Iranian regime lost its appeal for the legitimacy after the voters boycotted the parliamentary election.
Seven men with surgical masks are sitting at the wooden tables. The tables are nearly empty. Two are writing the name of a man standing at the other side. Behind them, three women in religious Islamic clothes hijab are waiting. Their faces veiled with a usual headscarf are also covered with white surgical masks. The polling station at the entrance hall to the Shah Abdul Aziz shrine on the southern outskirts of Teheran is empty. The parliamentary elections started seven hours ago, but only five voters decided to participate in the busy district.
The gap between the ruling elites and the politically involved citizens has never been so wide since the protests led by the Iranian Green Movement in June 2009.
A low turnout had been expected after a conservative-dominated electoral watchdog disqualified about two thousand candidates representing moderates and reformist groups. This move followed a campaign of the regime’s propaganda and tightening grip on the media. The secret police arrested twenty-four press and television reporters during the election campaign. The security agencies interrogated at least twenty-one journalists after they posted information about the corruption of the pro-regime candidates on their social media accounts. Teheran also threatened independent Iranian journalists in foreign countries. According to the statement by the prominent advocate of freedom in the media, Reporters Without Borders. Iran is ranked 170 among 180 countries in the World Press Freedom Index published by the organisation in 2019. “Without a free press providing the population with access to independent information, an election is neither free, fair, nor democratic”, emphasised the head of the organisation for Afghanistan and Iran Mr Reza Moini.
Iranian Interior Minister Rahmani Fazli informed that 42 per cent of Iranians voted in elections on Friday. Only twenty-four million out of fifty-eight eligible voters participated in the election. It was the lowest turnout since Iran’s 1979 Islamic revolution, which was a foundation for the current political system. Mr Fazli stated the turnout was acceptable due to the coronavirus outbreak. He was content with the outcome.
He may be wrong. The turnout suggests, the majority of Iranians have understood the weaknesses of the current regime, and the people’s power, suggests Dr Ahmad Hosevi from International Centre for Conflict Resolutions. “Every totalitarian regime must prove its legitimacy in the eyes of the international community”, Dr Hosevi states. “The strongest weapon of the people is boycott”. It seems like the regime tried every method to attract voters to a polling station. Two weeks before elections, the Iranian leader Ayatollah Khamenei demanded that Iranian people vote because it was a religious duty. Prime Minister Rouhani two times appealed for voting. His advisors even said that the boycott of the elections would fulfil the expectation of the United States. Two days before election Mr Khamenei appealed once again saying, “vote even if you do not like me”. Iranians did not listen.
On the election night, hundreds of the Iranians gathered far from polling stations. At the hospitals in the cities of Lahijan, Talesh and Rudbar, they protested against what they called “policy of denials and secrecy” on the epidemic of the coronavirus. At least in one city, the medical staff organised a march to demand payment of their 12-months wages. These cities were affected the most by the new type of pneumonia transmitted from Communist China. In the Western town of Ilam, the students demanded the suspension of the studies.

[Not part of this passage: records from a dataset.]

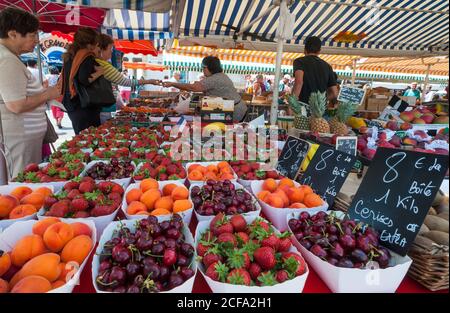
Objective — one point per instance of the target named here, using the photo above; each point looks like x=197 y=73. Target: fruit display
x=55 y=171
x=342 y=243
x=286 y=194
x=238 y=251
x=108 y=153
x=84 y=198
x=252 y=171
x=159 y=167
x=338 y=124
x=210 y=171
x=222 y=197
x=150 y=197
x=145 y=257
x=21 y=203
x=43 y=256
x=317 y=104
x=114 y=169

The water system is ruined
Teheran health authorities confirmed forty-three cases of sickness, including eight deaths. The coronavirus epidemic maybe last battle of the current regime. The Iranian economy has been wrecked by the economic sanctions imposed by the United States after the Teheran rejected a voluntary disassembly of its advanced missile offensive system.
According to the latest available data, published by the World Bank, Iran’s GDP grew at 3.8 per cent but since then, it fell by 8.7 per cent hitting the depression levels. The World Bank forecasts zero GDP growth for Iran in 2020, and one per cent growth in 2021, but given the continuation of U.S. sanctions this forecast might prove to be optimistic.
The high-quality sanitary conditions are at the centre of the battle with the coronavirus. But in Iran, according to the 2017 World Bank's Iran Economic Monitor, only a small fraction of Iranians have access to the clean water. "In the country large and growing urban centres over half of the population is not connected to sewerage systems." Seventy-five per cent of the wastewater is being returned untreated into the environment. This creates health hazards for humans, particularly during the epidemic.
Unlike election results, which can be manipulated to provide a soft landing for the politicians, the ruined health system that will lose a battle with the coronavirus, may turn out to be a graveyard for them. In Friday's election more than half of Iranian voters rejected them.